# Android Apps



## LawrenceU (Jun 25, 2010)

I finally had to buy a new phone. I've been a TMobile customer for so long that I have a rate plan that is impossible to match with any other carrier. I knew my phone was dying. It is over seven years old. I have looked around for iPhones to buy but, even refurbs are ridiculously expensive and ATT coverage around here stinks. So, the iPhone was out. I ended up getting an Android powered phone. 

I know some of you are Android users. What apps do you use?


----------



## Semper Fidelis (Jun 25, 2010)

Google Maps (it's my new GPS)
Tapatalk (to check the PB)
Dolphin Browser HD
Youmail (awesome voice mail app)
Android Light Saber (kids love it)
Zoolander Voice Box
Napoleon Dynamite Voice Box
The Weather Channel
Barcode Scanner
Bubble (it's a Level)
Compass
Contacts Evolved (sorts by Category)
Droidbox Free
Droidlight (use your Droid like a flashlight)
Facebook
Fandango
GDocs
Google Sky Maps (amazing!)
gStrings (tune your guitar)
Lastpass
Mabilo Ringtones (check out the Infidel ringtone, it's hilarious)
My Coupons
Paypal
PdaNet (use your Droid as a wireless modem for your computer)
Places Directory
Poke a Mole (for the Kids)
Skype Mobile
TasKiller
Voice Recorder
Youtube
Zillow
Aldiko Book Reader
Contact Owner
Bible (Lifechurch.tv)
Currency Converter


----------



## Willem van Oranje (Jun 26, 2010)

Don't have one yet. I'm going to get one, soon. The first things I'm going to need are Bible sofware apps, mainly for Hebrew and Greek, yahoo mail and facebook apps, gps, .pdf reader.

What about skype? I don't think you could actually do video conferencing on something like this, could you?


----------



## LawrenceU (Jun 26, 2010)

Thanks, Rich. I can see some in there that I can definitely use. I wish there were a better search function on Market. This gives me a great head start.

I don't now about conferencing, but one on one video chat is really good.


----------



## Willem van Oranje (Jun 26, 2010)

LawrenceU said:


> Thanks, Rich. I can see some in there that I can definitely use. I wish there were a better search function on Market. This gives me a great head start.
> 
> I don't now about conferencing, but one on one video chat is really good.

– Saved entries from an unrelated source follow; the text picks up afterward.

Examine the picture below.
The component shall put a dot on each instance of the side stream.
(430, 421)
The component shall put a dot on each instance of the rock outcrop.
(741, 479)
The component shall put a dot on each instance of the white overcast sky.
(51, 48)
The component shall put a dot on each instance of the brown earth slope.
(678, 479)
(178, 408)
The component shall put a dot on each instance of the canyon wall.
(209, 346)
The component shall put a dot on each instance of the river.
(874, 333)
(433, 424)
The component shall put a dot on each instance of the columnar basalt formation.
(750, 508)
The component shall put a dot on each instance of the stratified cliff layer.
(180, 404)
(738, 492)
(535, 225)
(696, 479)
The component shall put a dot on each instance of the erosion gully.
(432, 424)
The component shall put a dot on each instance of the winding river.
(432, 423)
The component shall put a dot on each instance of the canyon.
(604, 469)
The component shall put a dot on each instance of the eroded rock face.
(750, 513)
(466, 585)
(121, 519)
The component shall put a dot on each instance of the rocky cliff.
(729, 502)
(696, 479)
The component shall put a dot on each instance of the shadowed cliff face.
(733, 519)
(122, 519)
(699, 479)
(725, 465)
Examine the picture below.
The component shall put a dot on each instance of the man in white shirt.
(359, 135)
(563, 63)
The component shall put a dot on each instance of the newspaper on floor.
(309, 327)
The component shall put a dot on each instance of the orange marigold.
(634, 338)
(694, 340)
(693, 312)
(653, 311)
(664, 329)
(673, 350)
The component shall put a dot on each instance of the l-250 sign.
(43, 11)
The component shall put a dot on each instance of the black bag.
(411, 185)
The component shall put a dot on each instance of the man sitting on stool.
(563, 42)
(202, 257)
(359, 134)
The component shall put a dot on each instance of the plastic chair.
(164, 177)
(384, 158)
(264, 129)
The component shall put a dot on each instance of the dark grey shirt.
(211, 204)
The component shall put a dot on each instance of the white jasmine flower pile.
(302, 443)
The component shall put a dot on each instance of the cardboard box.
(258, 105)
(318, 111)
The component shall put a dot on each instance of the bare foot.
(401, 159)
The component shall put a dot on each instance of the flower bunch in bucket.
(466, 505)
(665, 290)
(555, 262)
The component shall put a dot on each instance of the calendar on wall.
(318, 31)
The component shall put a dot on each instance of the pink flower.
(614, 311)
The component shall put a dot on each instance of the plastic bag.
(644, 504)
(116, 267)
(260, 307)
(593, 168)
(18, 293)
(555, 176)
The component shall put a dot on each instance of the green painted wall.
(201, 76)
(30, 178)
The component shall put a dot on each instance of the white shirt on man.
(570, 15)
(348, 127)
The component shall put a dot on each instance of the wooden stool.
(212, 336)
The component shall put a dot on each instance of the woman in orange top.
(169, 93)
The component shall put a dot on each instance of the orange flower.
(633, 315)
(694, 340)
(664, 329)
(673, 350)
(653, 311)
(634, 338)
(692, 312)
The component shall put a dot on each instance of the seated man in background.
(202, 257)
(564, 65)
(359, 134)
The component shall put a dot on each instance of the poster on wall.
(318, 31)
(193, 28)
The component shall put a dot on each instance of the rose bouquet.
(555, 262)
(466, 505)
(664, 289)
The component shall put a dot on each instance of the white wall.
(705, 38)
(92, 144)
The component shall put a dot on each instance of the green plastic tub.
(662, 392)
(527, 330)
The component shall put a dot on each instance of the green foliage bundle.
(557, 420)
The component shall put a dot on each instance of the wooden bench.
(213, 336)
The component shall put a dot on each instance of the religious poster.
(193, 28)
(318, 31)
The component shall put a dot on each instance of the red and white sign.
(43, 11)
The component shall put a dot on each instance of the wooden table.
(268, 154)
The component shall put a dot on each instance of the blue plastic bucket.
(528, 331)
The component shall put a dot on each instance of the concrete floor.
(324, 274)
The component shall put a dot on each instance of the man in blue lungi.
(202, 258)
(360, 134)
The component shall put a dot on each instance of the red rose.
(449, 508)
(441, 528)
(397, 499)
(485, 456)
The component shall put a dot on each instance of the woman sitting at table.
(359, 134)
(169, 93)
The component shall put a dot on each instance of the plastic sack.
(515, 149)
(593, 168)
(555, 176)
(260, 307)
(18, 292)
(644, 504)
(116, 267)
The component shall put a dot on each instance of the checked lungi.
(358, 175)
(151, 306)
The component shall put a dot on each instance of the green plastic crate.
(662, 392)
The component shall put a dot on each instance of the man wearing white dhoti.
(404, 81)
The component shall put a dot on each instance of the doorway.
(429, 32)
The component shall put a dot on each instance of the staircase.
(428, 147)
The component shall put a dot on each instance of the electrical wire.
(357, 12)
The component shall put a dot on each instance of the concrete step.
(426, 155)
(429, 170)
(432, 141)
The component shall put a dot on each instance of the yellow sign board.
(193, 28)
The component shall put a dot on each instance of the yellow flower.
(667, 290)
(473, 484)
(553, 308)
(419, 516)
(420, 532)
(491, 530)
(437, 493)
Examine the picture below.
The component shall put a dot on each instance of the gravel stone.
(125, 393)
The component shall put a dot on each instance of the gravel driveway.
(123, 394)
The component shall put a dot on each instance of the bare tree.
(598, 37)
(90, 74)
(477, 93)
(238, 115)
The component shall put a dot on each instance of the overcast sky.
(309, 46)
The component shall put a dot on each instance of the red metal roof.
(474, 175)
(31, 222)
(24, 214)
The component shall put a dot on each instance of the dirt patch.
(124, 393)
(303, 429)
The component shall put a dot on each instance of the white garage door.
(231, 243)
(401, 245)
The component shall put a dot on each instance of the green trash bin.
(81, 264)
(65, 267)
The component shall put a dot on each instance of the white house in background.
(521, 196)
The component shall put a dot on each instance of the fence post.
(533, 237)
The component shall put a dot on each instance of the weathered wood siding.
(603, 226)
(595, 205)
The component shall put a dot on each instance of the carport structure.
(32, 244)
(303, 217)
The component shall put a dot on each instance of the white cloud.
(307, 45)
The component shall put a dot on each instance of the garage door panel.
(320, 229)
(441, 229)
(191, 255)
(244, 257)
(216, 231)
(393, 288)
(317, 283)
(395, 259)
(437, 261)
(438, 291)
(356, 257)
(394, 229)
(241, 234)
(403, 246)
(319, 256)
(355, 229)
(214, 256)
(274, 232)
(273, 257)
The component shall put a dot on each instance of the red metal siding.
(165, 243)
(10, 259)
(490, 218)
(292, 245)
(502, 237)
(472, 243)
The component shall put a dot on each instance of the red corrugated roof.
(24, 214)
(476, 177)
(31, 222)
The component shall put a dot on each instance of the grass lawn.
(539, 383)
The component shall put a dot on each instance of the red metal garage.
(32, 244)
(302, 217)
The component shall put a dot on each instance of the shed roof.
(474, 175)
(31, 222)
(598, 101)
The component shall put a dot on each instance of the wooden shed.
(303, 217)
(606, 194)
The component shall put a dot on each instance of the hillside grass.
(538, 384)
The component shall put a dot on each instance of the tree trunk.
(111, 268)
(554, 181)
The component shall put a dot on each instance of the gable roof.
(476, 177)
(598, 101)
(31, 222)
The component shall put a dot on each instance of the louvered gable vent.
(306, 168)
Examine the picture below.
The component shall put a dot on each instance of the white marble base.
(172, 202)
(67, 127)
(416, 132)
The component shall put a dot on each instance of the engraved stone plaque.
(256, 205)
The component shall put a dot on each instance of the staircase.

Does it have a built-in video cam, then? By "chat", I assume you mean audio/visual, right?


----------



## LawrenceU (Jun 26, 2010)

I use skype on my laptop. In has a built in video cam. I haven't tried it on my new phone. The camera is on the back. It has a very sensitive mic so it might work. According the manufacturer its processor is fast enough. I'll have to see. . .


----------



## Willem van Oranje (Jun 26, 2010)

LawrenceU said:


> I use skype on my laptop. In has a built in video cam. I haven't tried it on my new phone. The camera is on the back. It has a very sensitive mic so it might work. According the manufacturer its processor is fast enough. I'll have to see. . .


 
Let me know how it works! How many people can you feed to at one time on Skype, anyway? I'm thinking of options to stream live video to a broad audience for evangelistic purposes in a format where they may respond with questions and objections.


----------



## Semper Fidelis (Jun 26, 2010)

Skype works, with video. It all depends on the strength of the 3G signal.


----------



## DMcFadden (Jun 26, 2010)

CadreBible (for NA Greek, KJV, LXX, Scriven, Vulgate, ISBE, Torrey's Topical, Matthew Henry)
Bible Reader (Olive Tree) (Bunch of Piper for free, NET, etc.)
AcroBible Lite (KJV)
CrossConnect
You Version and a TON of free versions
Weather Channel
NY Times
PDF View
Pocket MBA 
USA Today
Epocrates (drugs and interactions)
Legal Terms
Google Maps
CNN
Fox News
BBC


----------



## Willem van Oranje (Jun 26, 2010)

Semper Fidelis said:


> Skype works, with video. It all depends on the strength of the 3G signal.


 
Sweet! Game on.


----------